Civil Marriage Record from 1945
My grandparents Helge Løve Hansen and Jenny Kristine Juhl were married by the mayor of Odense on 21 July 1945. Civil marriage records are also available at AO genvej. My greandparents' record can be seen here: http://ao.salldata.dk/vis1.php?bsid=256357&side=257. You can also see the record at FamilySearch.org in their collection of Danish civil marriage records (login required): https://www.familysearch.org/ark:/61903/3:1:S3HY-6LDP-ZL?i=111&wc=MFD8-CM9%3A118286001%2C118415701%2C118310801&cc=1607917. That collection covers records from 1851 to 1961 and it is indexed, so by using that website you may be able to find a marriage record without knowing the exact place and year of the marriage.
This civil marriage record states the birth dates and places of the groom and bride, making it easy to locate their birth records. A civil marriage often took place, when the bride was pregnant and the marriage had to be done without drawing too much attention. The firstborn child of Helge and Jenny, my aunt Birte, was born four days after their wedding, so it was a close call for them. Having a child out of wedlock was ill-seen, but as long as the couple was married before the birth, it was quickly forgiven and forgotten.
Can You See My Marriage Record Online?
No, you cannot see my marriage record online and probably not offline either.

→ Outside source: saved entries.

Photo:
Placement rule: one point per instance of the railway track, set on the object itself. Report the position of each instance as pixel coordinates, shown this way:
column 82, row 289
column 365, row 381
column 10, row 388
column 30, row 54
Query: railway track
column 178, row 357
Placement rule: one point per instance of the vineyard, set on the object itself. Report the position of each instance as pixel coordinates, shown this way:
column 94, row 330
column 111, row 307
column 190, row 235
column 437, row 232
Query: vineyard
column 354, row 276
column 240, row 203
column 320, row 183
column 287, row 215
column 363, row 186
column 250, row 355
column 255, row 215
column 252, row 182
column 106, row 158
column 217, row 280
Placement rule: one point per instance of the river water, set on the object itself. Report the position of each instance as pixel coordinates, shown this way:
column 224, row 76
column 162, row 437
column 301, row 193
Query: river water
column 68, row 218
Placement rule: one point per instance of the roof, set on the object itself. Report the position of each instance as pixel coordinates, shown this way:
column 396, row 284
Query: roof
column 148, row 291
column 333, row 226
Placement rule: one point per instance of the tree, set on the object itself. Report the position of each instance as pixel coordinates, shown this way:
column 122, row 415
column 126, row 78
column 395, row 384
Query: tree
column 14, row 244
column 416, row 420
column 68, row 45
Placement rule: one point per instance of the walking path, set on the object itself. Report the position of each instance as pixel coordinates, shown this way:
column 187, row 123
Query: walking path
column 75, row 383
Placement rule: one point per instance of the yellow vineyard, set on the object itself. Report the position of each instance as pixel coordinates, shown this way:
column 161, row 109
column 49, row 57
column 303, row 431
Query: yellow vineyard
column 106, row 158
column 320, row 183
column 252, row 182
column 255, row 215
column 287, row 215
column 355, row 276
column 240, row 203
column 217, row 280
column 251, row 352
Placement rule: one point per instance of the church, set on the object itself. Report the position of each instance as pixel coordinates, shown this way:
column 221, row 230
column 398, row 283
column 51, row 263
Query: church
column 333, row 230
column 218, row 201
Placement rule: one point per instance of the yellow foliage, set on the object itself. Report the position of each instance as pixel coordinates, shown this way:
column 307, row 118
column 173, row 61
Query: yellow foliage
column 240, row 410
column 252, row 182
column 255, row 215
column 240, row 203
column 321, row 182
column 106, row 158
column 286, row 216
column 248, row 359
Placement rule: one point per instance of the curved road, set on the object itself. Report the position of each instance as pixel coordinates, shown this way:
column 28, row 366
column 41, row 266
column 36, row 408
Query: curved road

Marriage records from all Danish parishes can be seen without special permission when the record is from before 1925. Most marriage records from 1925 to 1961 have been scanned and most of them can be accessed online, free of charge. However, records from 1925 and younger may contain civil registration numbers, so the records are being checked to ensure that this information is not visible on the images, before they are made available online. Furthermore, only records handed over to the Danish National Archives from the churches have been scanned.
Marriage records which are not available online, can be accessed offline at the Danish National Archives, if the record is more than 50 years old. It requires special permission, but the permission is given immediately. Records younger than 50 years can also be accessed offline, but a written application must be sent to the Danish National Archives or the church holding the records. Access to these records usually requires that the couple is deceased and that there is a documented relationship between the applicant and the couple. Offline records can be accessed by a professional researcher, if access is granted to the applicant, and if there is a power of attorney between the applicant and the researcher.
I hope this post can assist you in your search for Danish marriage records.